- Film poster
- Directed by: Raúl Chamorro
- Written by: Raúl Chamorro
- Produced by: 9 y 1/2 Comunicaciones
- Starring: Magdiel González Eliane Chipia Leónidas Urbina Glenda Mendoza Mercedes López Salvador Villegas
- Cinematography: Gerard Uzcátegui
- Music by: Álvaro Cordero
- Release date: March 27, 2015 (Venezuela);
- Running time: 93 minutes
- Country: Venezuela
- Language: Spanish

= El desertor =

2015 Venezuelan film

El desertor (lit. 'The deserter') is a 2015 Venezuelan romantic drama film directed by Raúl Chamorro. The film focuses on a conscript that decides to desert from the army.

== Plot ==

Set in the Andes region of Venezuela in the 1960s and 1970s, a young peasant, Julian, is forcibly recruited into the army, where he suffers mistreatment and abuse and takes the decision to desert.

== Production ==

Before the filming started, the script represented Venezuela in 2012 in a screenwriting workshop that was part of the Havana Film Festival.

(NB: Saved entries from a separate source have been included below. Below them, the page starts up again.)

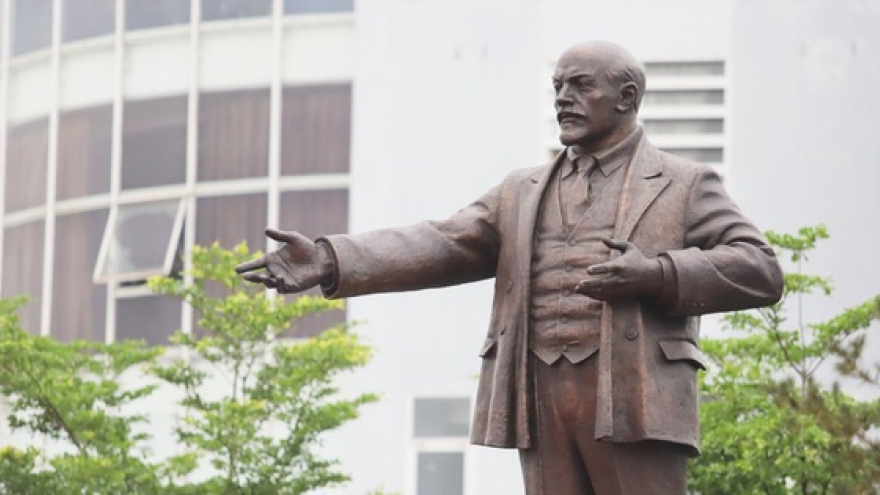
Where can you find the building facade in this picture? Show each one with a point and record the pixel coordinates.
(202, 121)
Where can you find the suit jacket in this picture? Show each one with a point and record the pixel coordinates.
(648, 355)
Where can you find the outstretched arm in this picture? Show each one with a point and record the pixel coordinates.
(298, 265)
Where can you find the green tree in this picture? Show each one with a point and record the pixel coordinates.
(71, 395)
(260, 436)
(85, 401)
(771, 424)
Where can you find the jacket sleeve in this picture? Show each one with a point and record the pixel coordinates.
(463, 248)
(725, 264)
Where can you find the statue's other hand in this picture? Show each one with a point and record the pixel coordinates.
(629, 276)
(294, 267)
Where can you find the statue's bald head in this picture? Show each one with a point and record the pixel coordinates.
(619, 65)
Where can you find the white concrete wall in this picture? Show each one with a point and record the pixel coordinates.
(449, 97)
(443, 109)
(804, 134)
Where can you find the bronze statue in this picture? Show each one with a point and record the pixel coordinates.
(603, 261)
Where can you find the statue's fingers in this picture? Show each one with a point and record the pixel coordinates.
(622, 246)
(279, 235)
(249, 266)
(260, 278)
(287, 285)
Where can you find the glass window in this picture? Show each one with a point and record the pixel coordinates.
(233, 135)
(316, 129)
(143, 14)
(314, 213)
(440, 473)
(84, 140)
(684, 68)
(233, 9)
(87, 18)
(27, 154)
(78, 304)
(140, 240)
(704, 155)
(154, 142)
(441, 417)
(229, 220)
(685, 97)
(684, 126)
(152, 318)
(31, 25)
(23, 270)
(315, 6)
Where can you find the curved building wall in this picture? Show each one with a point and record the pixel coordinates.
(135, 129)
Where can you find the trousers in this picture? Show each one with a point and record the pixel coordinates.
(566, 459)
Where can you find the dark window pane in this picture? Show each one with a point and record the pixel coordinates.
(685, 97)
(230, 220)
(31, 25)
(26, 155)
(440, 473)
(704, 155)
(23, 270)
(141, 239)
(438, 417)
(143, 14)
(78, 304)
(684, 126)
(151, 318)
(233, 135)
(316, 129)
(84, 138)
(154, 142)
(87, 18)
(312, 6)
(231, 9)
(315, 213)
(684, 69)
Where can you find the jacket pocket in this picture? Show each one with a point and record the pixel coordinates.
(682, 350)
(488, 347)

The filming took place in the town of Jajó, Trujillo state, in the Urdaneta municipality. Over 300 residents were selected to participate as extras in the movie, and the residents provided most of the props used in the production. The cast was entirely made up of actors from the Andes.

== Release ==
At its release, the film was screened in at least forty cinemas across different cities in Venezuela. It participated in the Venezuelan Film Festival in Mérida state in 2016, as well as the International Festival of Culture in Boyacá, Colombia, in 2019.